Data Engineering: From Basic Prototype to Production

Designing a scalable production-worthy system is a huge challenge that requires a careful balance of developing extensible code that is fast enough for production and time-management of hitting milestones while avoiding pre-mature optimization and dirty hacks. Here the ways I like to think about developing a scalable system:

  1. Write prototype in a program.  It’s important to get something working end-to-end for a sanity check.
  2. Refactor prototype code into classes, parameterize where necessary, and write unit tests for each class (use test-driven development!).  Refactoring should involve abstracting away things like DB connections and queries, and making things configurable
  3. Re-test end-to-end functionality, and create integration tests.  All of this test writing gives us confidence later when making any changes.

At this point, you have some decent looking code and a nice test suite, but it is not obvious how to scale from here.  You might spot some places where parallelize execution of your code could help. However, this can be tricky business with extending code designed not to have parallel execution, and testing/debugging can be difficult because of the exponential combinations of state that need to be right for the program to work. I prefer using what I’ll call a workflow framework.

Let’s define a workflow framework as a tool or set of tools that separate execution into multiple tasks computing simultaneously with finer grained control and visibility on each task. As an example, think about submitting a large number of small tasks to a job server, like gearman or publishing jobs to a queue using Redis.

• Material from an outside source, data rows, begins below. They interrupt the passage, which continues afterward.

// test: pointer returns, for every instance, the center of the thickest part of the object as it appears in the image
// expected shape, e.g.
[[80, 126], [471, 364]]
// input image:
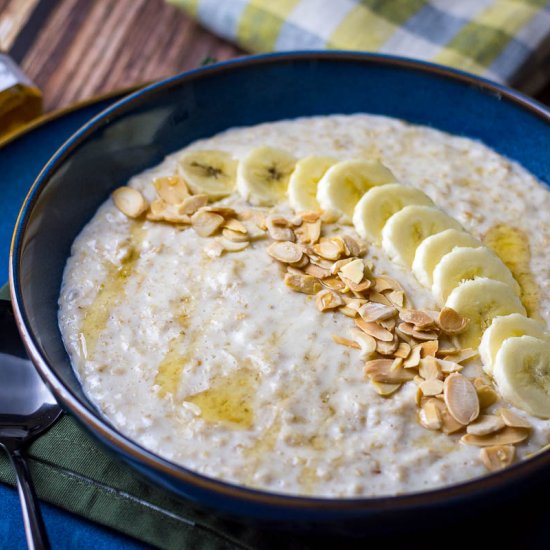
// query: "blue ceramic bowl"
[[139, 131]]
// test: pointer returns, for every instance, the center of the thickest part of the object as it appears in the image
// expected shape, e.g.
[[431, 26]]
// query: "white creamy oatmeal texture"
[[305, 420]]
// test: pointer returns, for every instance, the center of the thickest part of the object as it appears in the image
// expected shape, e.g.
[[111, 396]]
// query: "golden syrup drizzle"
[[512, 246], [109, 294], [230, 400]]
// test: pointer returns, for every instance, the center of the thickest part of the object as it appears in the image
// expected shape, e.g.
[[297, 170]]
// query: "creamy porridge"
[[231, 339]]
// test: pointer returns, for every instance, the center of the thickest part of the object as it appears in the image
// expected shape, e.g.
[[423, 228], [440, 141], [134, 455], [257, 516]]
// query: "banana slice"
[[209, 172], [522, 373], [378, 204], [262, 177], [406, 229], [432, 249], [302, 187], [464, 263], [345, 183], [502, 328], [481, 300]]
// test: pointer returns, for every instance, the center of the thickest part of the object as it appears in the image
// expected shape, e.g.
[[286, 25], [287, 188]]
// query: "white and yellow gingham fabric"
[[507, 41]]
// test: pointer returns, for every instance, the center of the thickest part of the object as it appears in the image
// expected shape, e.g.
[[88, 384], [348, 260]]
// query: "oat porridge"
[[334, 306]]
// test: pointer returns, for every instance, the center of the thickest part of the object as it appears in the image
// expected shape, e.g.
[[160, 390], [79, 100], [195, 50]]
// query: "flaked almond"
[[316, 271], [420, 319], [302, 283], [413, 360], [497, 457], [206, 223], [450, 322], [380, 370], [367, 343], [352, 247], [371, 311], [278, 229], [285, 251], [485, 424], [403, 350], [506, 436], [230, 246], [328, 299], [234, 225], [430, 416], [513, 420], [461, 398], [345, 342], [374, 330], [191, 204], [309, 232], [384, 390], [431, 387], [234, 236], [429, 369], [171, 189], [330, 249], [129, 201]]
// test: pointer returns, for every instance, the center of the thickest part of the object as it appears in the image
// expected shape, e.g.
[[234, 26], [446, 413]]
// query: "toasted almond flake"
[[316, 271], [485, 424], [334, 283], [302, 283], [278, 231], [506, 436], [403, 350], [430, 416], [374, 330], [414, 358], [397, 298], [380, 370], [352, 247], [379, 298], [513, 420], [345, 342], [330, 249], [497, 457], [191, 204], [285, 251], [371, 311], [230, 246], [450, 322], [328, 299], [235, 225], [448, 367], [171, 189], [461, 398], [420, 319], [431, 387], [387, 348], [129, 201], [234, 236], [385, 390], [206, 223], [348, 312], [337, 266], [429, 369], [366, 342], [213, 249], [309, 232]]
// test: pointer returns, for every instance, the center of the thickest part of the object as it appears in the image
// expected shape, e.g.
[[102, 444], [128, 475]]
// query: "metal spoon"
[[27, 409]]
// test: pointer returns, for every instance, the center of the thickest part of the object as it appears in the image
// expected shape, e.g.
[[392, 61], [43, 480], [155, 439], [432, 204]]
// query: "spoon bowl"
[[27, 409]]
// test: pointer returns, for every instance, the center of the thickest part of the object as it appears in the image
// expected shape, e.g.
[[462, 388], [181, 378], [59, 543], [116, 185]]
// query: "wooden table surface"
[[75, 49]]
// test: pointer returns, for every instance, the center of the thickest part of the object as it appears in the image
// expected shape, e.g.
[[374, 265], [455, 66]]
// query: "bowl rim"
[[94, 422]]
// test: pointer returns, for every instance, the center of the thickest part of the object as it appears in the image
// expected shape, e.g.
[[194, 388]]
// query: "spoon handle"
[[35, 531]]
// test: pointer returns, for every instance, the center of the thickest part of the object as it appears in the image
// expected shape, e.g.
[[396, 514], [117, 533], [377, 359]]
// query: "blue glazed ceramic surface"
[[139, 131]]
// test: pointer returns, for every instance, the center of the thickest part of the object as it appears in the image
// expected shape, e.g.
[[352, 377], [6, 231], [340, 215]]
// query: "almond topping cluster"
[[399, 344]]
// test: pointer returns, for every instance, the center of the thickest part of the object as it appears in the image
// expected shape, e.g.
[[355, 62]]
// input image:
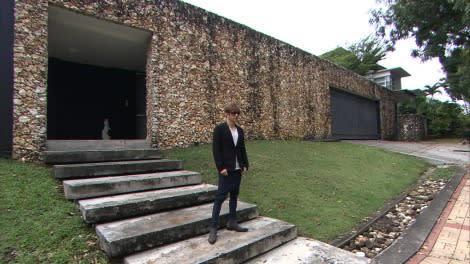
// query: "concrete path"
[[435, 153], [449, 240]]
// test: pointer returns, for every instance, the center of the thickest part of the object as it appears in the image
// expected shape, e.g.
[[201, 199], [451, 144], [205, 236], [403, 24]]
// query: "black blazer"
[[225, 151]]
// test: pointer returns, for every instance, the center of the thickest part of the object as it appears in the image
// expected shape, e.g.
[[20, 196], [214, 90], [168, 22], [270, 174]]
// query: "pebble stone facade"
[[197, 61]]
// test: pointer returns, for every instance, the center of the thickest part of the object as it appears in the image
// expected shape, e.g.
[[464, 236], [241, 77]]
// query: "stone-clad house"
[[162, 70]]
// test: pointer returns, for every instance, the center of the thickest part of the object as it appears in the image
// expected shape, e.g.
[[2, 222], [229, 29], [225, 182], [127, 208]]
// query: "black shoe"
[[233, 225], [212, 235]]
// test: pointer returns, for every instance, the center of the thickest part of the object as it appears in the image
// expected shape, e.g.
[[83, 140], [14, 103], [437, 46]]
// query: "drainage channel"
[[387, 225]]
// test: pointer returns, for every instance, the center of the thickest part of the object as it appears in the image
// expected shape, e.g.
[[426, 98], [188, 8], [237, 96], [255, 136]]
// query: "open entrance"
[[353, 116], [96, 78]]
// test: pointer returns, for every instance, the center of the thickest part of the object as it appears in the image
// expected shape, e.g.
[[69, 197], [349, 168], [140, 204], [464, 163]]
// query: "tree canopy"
[[360, 57], [441, 29]]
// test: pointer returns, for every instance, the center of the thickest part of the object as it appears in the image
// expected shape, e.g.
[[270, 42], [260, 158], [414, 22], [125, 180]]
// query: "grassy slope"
[[324, 188], [37, 224]]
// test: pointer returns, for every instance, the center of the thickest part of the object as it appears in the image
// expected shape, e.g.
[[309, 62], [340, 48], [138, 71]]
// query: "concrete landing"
[[110, 208], [95, 187], [305, 250], [87, 170], [142, 233], [231, 247], [77, 156]]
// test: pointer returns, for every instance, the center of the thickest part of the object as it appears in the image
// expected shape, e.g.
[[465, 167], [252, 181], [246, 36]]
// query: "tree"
[[342, 57], [442, 118], [434, 89], [360, 57], [441, 29]]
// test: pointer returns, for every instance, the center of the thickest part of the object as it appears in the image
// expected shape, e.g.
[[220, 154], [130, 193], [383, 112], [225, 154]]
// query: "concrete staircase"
[[149, 210]]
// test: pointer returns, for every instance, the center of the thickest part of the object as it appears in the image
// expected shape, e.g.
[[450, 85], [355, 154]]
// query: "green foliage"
[[326, 189], [360, 57], [37, 224], [443, 118], [441, 29], [342, 57]]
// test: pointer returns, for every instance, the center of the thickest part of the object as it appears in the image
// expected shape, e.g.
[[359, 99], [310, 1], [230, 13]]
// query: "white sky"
[[318, 26]]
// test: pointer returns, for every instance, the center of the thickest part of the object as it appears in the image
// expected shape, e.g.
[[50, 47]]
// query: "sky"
[[318, 26]]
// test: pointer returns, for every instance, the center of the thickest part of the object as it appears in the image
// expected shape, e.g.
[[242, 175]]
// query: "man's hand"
[[224, 172]]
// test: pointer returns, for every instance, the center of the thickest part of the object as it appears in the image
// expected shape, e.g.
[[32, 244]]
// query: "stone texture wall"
[[412, 127], [30, 77], [197, 63]]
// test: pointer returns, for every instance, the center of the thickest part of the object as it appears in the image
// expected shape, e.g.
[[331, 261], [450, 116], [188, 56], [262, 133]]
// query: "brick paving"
[[449, 241]]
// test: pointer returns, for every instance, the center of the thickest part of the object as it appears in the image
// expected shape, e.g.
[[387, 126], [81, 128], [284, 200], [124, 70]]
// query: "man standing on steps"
[[228, 148]]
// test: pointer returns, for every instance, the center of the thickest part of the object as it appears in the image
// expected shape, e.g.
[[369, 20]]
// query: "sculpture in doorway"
[[106, 129]]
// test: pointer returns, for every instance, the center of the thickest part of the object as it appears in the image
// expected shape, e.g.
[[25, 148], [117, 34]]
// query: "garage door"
[[354, 117]]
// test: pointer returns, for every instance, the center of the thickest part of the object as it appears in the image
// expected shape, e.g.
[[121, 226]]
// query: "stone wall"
[[197, 63], [412, 127], [30, 77]]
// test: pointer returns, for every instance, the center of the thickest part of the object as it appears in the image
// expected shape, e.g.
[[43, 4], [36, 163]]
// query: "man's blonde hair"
[[232, 108]]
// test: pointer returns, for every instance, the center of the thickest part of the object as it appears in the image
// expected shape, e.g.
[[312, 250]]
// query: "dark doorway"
[[96, 78], [353, 116], [81, 98], [6, 76]]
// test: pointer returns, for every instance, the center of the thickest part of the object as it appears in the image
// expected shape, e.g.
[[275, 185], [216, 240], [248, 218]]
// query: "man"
[[231, 161]]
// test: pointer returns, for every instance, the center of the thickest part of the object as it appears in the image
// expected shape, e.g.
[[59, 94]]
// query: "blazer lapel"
[[229, 134]]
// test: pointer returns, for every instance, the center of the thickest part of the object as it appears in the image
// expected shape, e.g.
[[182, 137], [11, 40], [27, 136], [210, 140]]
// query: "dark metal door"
[[354, 117]]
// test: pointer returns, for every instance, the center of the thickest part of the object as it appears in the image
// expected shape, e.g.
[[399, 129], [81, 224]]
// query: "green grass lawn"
[[326, 189], [37, 224]]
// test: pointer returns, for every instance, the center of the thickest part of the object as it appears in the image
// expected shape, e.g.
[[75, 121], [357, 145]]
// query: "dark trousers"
[[227, 184]]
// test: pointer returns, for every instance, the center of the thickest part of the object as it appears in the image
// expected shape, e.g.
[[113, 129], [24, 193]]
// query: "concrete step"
[[264, 234], [110, 208], [306, 250], [95, 187], [114, 144], [86, 170], [141, 233], [83, 156]]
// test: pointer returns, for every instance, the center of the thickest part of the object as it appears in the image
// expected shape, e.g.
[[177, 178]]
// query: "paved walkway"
[[434, 153], [449, 241]]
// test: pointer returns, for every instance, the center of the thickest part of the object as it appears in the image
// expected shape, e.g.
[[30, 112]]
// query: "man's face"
[[233, 116]]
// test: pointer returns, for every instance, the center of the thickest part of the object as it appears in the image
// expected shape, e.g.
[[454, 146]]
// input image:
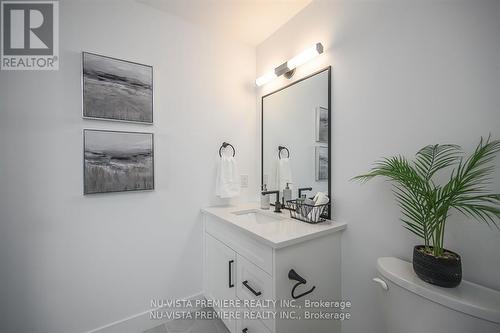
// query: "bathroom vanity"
[[248, 255]]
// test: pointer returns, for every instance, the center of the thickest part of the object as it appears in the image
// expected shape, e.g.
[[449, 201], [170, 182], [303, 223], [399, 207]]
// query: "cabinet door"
[[220, 274]]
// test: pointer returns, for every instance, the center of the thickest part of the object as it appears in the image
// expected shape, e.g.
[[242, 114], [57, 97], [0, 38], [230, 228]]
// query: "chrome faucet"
[[277, 204]]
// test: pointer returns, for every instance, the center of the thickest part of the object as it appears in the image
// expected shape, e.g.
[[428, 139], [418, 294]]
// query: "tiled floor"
[[191, 326]]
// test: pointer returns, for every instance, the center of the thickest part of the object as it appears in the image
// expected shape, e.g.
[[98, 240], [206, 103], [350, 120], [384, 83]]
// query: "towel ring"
[[280, 148], [224, 145]]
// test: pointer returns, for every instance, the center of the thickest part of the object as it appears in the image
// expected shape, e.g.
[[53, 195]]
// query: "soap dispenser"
[[264, 198], [287, 193]]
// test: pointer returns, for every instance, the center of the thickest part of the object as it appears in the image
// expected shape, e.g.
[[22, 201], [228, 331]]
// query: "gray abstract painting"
[[118, 161], [321, 163], [115, 89]]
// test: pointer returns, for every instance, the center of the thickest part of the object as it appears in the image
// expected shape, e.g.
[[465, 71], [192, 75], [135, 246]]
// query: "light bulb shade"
[[288, 67], [305, 56], [265, 78]]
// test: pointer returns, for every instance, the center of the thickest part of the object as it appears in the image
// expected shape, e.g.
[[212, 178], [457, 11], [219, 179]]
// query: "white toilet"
[[411, 305]]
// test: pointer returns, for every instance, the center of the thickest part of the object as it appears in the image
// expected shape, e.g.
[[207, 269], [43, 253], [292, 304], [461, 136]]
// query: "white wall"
[[71, 263], [405, 74]]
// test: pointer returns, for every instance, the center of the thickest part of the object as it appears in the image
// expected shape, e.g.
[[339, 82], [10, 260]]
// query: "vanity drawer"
[[252, 283], [254, 251]]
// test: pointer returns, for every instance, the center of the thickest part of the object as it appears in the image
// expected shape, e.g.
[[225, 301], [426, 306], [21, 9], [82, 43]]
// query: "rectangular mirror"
[[296, 134]]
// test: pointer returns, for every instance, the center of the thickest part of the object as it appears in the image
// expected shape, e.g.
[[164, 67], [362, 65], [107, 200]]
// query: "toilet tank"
[[410, 305]]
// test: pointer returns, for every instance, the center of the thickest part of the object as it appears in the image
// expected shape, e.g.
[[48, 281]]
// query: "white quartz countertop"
[[277, 234]]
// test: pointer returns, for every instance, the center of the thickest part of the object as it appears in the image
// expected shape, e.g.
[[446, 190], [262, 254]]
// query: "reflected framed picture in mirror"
[[321, 124], [321, 163]]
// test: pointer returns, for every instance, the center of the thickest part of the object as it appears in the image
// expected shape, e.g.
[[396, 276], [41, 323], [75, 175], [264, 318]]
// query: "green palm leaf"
[[424, 205]]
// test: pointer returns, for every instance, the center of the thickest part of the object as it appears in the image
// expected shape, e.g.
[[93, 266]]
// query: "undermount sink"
[[257, 216]]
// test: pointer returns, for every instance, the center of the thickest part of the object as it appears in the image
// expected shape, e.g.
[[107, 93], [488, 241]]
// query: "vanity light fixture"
[[288, 68]]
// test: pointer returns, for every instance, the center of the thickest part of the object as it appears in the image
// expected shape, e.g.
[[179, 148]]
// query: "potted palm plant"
[[425, 205]]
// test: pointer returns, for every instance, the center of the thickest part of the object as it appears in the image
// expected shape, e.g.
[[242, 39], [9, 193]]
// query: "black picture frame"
[[85, 188], [329, 70], [123, 82]]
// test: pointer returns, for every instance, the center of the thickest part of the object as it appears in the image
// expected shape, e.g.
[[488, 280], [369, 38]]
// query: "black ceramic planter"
[[443, 272]]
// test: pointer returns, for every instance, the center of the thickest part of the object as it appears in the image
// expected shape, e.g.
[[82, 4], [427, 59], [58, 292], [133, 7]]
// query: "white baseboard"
[[140, 322]]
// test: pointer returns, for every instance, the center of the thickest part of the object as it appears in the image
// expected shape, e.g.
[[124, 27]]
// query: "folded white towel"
[[228, 178], [283, 173]]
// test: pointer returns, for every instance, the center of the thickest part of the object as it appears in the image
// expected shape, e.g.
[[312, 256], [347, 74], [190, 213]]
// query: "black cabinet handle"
[[256, 293], [231, 285]]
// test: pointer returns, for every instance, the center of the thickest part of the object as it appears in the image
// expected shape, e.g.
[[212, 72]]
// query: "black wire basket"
[[305, 212]]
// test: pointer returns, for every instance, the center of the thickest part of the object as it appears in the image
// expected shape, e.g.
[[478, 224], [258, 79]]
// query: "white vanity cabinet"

This greatly helps software development because each piece can be developed and tested individually with ease. Failures on production can be isolated to a task and restarted automatically. Also, this isolation enables using different tools and languages to be used for isolated tasks; imagine submitting tasks from user input from a web-layer in Python and have workers processing requests using a lower-level language like C for performance reasons.

Lastly, you will find that if you isolated your classes well and have a good test suite, it will not be too difficult to move logic between different frameworks. Much of the code can be moved to worker classes that listens to a job server (Gearman) or a Redis queue.

This blog provides a high-level methodology of going from rough prototype hitting a real use-case to a maintainable and scalable system on production.